黒字転換となったことは経済系メディアで大きく取り上げられています。今後の株価推移にもプラスに働くでしょう。

2021年度1Q決算発表で通期見通しが上方修正され、−600億円の赤字から+600億円の黒字転換となった。
出典:2021年度 第1四半期決算報告

サプライズ決算となり、翌日の株価は急騰

出典:日本経済新聞

業績の急回復を受け、決算発表翌日の株価は急騰。年初来高値(664.5円)に迫りました。

業績悪化前の株価は1,000円台。業績の戻り次第ではまだまだ上昇余地が残されています。

しかし、車載半導体の供給不安などの懸念があり、上昇一方というわけにはいかず、チャートには大きな上ヒゲが刻まれました。

株価上昇を予想する5つの理由

理由① 赤字から一転、黒字転換のサプライズ

赤字からの黒字転換は日産復活を象徴し、今後の株価上昇の原動力となるでしょう。

2021年度1Qの純利益1,145億円というのは、業績が好調だった2018年度の1,158億円に匹敵します。

2021年度1Qは純利益1,145億円となった。
出典:2021年度 第1四半期決算報告

純利益については特別利益(有価証券売却益)の寄与が大きかったのはありますが、営業利益ベースでも2018年度(1,091億円)の7割まで回復しています。

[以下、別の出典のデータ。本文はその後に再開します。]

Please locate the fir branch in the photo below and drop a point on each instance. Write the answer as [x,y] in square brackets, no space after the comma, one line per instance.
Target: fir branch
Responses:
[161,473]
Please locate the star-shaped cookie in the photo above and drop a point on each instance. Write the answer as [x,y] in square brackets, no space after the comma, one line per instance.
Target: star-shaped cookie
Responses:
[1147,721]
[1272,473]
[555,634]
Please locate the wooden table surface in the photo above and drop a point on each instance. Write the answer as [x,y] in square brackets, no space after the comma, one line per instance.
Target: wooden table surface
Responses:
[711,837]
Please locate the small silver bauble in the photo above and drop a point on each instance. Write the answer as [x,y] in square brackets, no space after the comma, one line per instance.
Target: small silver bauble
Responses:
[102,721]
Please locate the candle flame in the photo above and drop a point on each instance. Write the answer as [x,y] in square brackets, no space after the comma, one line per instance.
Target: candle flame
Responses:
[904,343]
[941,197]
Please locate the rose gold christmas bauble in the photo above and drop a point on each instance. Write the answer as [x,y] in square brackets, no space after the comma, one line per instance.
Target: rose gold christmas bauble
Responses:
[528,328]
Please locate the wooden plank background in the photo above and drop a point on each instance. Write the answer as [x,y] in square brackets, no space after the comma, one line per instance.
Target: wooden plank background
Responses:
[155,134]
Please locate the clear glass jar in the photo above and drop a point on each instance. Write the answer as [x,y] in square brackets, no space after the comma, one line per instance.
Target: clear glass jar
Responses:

営業利益こそ実力値ですので、これが業績悪化前の7割まで回復したことは好印象です。

今後のさらなる業績回復が期待されます。

理由② 固定費削減に成功

固定費削減に成功したことは業績改善に大きく貢献しました。

削減額は2018年度比で約3,500億円。生産ラインの閉鎖を進めたことが功を奏しました。

固定費削減が功を奏し、販売台数の損益分岐点を440万台まで引き下げることに成功した。
出典:2021年度 第1四半期決算報告

固定費が減少したことで、営業利益がゼロとなる損益分岐点は440万台まで低下しています。

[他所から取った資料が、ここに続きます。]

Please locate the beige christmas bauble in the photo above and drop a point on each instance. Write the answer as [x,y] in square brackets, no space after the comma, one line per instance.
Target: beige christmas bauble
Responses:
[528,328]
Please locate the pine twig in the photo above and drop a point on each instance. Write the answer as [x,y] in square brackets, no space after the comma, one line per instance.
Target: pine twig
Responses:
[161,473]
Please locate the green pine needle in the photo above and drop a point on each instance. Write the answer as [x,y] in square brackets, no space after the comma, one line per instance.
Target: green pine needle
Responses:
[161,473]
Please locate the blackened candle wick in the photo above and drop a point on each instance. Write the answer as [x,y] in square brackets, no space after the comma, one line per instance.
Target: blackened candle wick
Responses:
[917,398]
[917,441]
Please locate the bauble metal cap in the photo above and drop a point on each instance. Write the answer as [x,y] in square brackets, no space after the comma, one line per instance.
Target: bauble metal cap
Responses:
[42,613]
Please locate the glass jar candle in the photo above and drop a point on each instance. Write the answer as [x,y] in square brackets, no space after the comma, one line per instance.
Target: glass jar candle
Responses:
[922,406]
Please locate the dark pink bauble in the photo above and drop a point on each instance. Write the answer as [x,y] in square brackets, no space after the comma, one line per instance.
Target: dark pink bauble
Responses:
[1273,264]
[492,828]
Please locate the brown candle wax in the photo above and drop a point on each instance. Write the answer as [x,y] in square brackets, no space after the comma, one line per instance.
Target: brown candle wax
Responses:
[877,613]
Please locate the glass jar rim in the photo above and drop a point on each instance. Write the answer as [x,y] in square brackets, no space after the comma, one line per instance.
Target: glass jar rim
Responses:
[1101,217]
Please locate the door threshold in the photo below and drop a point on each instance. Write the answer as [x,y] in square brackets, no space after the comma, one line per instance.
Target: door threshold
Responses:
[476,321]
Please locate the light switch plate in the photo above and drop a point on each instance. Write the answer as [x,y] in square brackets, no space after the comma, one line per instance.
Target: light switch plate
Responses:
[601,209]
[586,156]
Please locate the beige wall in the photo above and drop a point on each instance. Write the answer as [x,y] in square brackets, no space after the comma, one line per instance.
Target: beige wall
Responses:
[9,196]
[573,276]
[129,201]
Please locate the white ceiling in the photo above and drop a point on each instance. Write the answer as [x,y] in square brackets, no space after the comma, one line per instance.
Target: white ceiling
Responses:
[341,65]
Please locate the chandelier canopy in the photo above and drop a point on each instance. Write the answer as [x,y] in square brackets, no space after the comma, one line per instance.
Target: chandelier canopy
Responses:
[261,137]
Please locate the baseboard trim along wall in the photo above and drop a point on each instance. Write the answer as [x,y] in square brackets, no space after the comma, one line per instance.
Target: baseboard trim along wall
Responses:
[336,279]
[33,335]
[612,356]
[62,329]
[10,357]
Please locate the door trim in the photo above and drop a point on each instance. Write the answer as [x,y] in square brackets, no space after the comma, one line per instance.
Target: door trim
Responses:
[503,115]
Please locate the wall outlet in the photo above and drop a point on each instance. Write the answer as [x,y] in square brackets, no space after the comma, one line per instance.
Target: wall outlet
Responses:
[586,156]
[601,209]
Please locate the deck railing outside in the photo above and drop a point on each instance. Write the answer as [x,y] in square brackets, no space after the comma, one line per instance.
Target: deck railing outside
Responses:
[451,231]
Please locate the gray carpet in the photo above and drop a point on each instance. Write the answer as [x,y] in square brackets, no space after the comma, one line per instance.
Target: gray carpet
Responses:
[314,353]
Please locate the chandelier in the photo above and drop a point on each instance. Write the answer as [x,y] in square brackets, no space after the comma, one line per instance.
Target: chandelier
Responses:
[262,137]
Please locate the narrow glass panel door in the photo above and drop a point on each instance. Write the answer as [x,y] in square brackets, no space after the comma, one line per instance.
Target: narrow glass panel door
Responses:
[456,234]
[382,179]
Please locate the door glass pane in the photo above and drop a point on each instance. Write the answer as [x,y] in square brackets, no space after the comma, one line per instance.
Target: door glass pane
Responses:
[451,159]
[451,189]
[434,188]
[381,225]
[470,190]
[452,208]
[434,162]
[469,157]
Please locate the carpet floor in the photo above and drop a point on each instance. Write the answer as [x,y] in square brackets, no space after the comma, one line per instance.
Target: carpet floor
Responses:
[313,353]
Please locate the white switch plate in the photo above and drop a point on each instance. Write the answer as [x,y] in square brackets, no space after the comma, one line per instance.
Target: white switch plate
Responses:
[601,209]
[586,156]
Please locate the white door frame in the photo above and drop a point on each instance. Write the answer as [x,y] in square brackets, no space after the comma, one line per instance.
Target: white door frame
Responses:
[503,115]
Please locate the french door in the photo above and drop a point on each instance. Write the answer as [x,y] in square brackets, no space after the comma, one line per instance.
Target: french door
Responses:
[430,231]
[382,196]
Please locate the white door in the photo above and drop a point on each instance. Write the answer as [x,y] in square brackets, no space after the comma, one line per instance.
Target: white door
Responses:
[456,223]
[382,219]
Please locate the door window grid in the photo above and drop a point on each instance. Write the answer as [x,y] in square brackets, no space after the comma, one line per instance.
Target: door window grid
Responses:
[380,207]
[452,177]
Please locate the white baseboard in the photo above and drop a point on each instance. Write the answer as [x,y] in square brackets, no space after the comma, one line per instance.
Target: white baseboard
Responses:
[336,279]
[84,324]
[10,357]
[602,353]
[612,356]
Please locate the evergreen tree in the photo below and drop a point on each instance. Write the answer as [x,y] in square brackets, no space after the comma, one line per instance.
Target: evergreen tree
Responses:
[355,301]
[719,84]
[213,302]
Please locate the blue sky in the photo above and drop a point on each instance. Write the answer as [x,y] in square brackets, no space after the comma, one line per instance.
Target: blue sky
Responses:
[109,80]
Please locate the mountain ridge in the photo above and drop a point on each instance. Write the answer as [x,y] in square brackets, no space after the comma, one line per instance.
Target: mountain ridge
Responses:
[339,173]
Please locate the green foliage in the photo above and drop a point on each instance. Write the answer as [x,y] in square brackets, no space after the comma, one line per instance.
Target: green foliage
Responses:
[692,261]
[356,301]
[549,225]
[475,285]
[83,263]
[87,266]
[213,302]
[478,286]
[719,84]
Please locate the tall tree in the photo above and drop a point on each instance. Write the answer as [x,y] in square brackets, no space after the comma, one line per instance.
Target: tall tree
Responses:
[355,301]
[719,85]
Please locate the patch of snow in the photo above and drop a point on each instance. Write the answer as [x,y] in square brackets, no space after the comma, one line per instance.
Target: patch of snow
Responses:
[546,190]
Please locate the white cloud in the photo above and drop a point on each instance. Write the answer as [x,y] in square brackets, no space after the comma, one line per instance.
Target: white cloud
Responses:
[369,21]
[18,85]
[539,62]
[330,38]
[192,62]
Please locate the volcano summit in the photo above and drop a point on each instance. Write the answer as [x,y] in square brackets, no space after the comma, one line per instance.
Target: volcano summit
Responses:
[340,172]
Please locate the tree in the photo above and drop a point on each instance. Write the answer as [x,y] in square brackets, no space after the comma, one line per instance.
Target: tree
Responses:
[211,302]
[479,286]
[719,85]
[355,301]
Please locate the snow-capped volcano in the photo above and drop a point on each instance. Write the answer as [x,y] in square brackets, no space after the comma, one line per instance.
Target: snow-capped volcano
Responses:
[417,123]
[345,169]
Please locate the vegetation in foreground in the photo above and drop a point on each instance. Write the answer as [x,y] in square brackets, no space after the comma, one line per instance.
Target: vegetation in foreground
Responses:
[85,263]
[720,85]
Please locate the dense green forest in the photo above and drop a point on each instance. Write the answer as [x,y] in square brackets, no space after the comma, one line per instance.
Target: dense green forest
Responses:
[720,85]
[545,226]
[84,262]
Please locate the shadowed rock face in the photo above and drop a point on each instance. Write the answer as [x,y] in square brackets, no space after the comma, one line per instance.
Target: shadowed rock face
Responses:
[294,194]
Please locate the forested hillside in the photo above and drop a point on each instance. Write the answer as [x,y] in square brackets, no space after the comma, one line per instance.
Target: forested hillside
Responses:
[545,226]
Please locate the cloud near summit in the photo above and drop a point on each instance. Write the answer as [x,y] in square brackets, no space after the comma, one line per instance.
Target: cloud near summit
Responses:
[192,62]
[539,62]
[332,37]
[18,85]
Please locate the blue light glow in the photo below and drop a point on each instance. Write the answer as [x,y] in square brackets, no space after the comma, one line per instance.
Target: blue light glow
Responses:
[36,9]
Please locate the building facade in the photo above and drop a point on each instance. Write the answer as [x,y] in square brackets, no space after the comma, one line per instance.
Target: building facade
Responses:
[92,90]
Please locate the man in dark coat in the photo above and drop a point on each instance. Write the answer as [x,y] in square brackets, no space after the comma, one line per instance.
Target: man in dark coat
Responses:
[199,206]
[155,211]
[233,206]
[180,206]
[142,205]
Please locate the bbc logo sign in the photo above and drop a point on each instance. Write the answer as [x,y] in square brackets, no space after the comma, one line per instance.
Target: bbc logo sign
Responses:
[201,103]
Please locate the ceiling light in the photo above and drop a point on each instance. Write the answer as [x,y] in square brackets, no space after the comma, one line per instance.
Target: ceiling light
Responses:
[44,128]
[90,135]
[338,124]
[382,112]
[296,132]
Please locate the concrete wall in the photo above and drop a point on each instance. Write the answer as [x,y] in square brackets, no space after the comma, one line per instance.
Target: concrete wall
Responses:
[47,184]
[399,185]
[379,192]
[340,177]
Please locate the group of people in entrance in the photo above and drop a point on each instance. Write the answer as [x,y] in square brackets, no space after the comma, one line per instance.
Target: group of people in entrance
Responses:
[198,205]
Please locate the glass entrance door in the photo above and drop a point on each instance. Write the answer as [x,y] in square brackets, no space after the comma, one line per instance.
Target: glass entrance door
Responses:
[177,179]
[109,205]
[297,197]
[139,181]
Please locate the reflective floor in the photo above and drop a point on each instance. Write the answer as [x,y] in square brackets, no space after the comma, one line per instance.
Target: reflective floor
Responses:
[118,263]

利益が出やすい経営体質となったことは、将来見込まれる利益も増加することとなり、株価を押し上げる要因となります。

理由③ さらなる上方修正の期待

通期業績予想に対し、1Q時点で営業利益は50.5%の進捗率、純利益は190.9%の進捗率となっています。

1Qでは25%の進捗率が通常ですので、これは非常に高い進捗率です。

営業利益の進捗率は第1四半期だけで50.5%となった。
純利益については1Qだけで通期予想を達成し、進捗率は190.9%に達した。

特に、純利益については業績予想600億円に対し、1Qだけで1,145億円を稼ぎました。

すでに予想の2倍近くに達しており、2Qや3Qの決算発表のタイミングで上方修正されることが期待されます。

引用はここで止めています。